Zwischendurch klingt Somuncu immer wieder mal versöhnlich. „Wir streiten um so viel und wir einigen uns so selten“, klagt er. „Es geht uns so wenig um Einigung, um Konsens, um aufeinanderzugehen und sich vielleicht einfach mal in den Arm nehmen und liebhaben und sagen: ‚Hey, alles gut, Janosch? Du brauchst keine Angst zu haben. Es wird schon wieder. Deck dich zu! Und morgen früh ein neuer Tag.‘“

Die Versöhnlichkeit entpuppt sich als Tarnung für vernichtende Herablassung. Karl Lauterbach, dem „verrückten Professor“, will er sagen: „Hey, hey, mach mal halblang. Das verwirrt die Leute. Sagt doch nicht direkt das, was du denkst. Wart doch erst mal ab, und dann nicht die erstbeste Studie und das erstbeste Exposé.
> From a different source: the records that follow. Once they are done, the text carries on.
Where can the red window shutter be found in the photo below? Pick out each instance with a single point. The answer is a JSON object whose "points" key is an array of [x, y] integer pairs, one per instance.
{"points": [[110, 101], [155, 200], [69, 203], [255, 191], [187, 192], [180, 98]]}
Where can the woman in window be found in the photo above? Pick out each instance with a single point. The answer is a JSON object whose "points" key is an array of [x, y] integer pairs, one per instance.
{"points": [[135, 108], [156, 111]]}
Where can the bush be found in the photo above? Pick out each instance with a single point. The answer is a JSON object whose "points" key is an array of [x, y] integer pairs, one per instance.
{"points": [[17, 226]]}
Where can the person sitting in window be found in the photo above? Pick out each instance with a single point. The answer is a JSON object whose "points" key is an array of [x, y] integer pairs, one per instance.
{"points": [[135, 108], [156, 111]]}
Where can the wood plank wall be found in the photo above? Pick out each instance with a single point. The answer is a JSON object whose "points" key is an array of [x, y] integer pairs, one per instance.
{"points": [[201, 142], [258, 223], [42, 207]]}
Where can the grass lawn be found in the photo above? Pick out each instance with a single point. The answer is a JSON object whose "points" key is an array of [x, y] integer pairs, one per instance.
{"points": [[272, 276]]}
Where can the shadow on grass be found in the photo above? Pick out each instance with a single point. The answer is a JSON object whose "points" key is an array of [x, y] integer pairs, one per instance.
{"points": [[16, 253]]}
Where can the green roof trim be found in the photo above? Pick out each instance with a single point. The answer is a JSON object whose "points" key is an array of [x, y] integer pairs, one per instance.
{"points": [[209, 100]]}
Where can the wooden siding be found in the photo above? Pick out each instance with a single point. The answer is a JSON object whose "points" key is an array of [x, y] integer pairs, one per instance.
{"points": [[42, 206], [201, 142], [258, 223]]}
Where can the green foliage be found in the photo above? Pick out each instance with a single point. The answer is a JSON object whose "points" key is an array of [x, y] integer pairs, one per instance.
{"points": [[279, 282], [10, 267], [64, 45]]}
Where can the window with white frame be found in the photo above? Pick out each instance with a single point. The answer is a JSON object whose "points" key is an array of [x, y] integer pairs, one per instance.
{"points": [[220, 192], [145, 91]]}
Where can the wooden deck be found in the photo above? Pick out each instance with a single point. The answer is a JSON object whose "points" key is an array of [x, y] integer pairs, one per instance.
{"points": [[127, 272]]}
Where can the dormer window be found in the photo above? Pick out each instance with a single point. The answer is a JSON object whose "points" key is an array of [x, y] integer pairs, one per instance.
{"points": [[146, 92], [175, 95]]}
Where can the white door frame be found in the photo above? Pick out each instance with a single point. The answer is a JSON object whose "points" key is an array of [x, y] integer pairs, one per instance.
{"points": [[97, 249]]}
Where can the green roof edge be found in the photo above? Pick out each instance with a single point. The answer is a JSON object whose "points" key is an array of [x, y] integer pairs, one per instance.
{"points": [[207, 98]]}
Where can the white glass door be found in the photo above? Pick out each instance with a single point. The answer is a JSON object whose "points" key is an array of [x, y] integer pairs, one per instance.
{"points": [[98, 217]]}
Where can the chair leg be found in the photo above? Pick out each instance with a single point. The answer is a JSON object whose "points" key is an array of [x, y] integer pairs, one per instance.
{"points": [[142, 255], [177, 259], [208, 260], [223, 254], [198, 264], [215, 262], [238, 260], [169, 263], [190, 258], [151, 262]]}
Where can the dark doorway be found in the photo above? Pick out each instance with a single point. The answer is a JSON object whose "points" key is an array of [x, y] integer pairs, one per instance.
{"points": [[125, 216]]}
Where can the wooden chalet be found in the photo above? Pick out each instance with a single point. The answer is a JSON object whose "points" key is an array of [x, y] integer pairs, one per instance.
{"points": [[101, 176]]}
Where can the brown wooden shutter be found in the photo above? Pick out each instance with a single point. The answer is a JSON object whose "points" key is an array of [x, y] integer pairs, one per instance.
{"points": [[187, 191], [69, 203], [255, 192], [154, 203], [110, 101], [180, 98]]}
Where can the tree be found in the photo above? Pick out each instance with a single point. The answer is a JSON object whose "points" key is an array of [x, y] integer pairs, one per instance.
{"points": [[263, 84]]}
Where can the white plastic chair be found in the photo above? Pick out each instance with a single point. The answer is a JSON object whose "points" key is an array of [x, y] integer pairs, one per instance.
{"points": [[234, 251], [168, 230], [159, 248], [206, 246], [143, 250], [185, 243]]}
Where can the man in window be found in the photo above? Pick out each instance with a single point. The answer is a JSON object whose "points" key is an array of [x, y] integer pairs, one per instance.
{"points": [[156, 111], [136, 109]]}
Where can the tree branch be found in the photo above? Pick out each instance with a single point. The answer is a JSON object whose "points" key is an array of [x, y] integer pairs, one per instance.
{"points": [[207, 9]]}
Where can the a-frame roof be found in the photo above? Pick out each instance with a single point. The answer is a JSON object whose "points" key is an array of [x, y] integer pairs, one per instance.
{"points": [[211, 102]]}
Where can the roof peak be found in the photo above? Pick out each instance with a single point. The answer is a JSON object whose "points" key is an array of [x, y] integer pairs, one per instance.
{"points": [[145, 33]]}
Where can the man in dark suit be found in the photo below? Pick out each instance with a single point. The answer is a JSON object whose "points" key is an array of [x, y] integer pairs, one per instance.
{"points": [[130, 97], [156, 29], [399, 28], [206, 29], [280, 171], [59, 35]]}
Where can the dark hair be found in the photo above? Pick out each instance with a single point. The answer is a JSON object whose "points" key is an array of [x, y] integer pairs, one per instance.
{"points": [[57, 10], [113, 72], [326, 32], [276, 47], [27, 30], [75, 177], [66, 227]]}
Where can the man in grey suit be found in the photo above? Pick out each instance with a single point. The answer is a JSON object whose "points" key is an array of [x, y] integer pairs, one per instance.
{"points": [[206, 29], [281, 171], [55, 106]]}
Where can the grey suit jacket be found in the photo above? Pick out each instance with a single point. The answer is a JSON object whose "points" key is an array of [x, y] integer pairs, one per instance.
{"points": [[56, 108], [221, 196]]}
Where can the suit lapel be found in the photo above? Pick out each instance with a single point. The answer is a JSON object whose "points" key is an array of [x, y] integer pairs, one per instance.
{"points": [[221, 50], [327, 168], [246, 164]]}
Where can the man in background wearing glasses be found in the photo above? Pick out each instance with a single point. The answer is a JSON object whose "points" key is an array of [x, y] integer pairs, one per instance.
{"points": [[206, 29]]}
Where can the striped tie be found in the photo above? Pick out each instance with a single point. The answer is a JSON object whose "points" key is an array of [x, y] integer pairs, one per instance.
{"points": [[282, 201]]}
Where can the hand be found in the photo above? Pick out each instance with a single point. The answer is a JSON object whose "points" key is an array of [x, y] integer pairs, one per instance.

Nein, warte doch mal, bis du fünf, sechs, sieben, acht, neun … Dann hat das auch mehr Gewicht, was du sagst, wenn du einmal im Monat was sagen würdest und nicht auch immer wieder zum gleichen Thema, sondern verteile es und sprenkel doch ein bisschen hier und da wie bei Pflanzen. Wenn du Pflanzen mit einem festen Strahl aus einem Gummischlauch gießt, dann mögen die das nicht.“

Wer könnte all die Probleme lösen, die uns gerade umtreiben und verwirren? Gott natürlich.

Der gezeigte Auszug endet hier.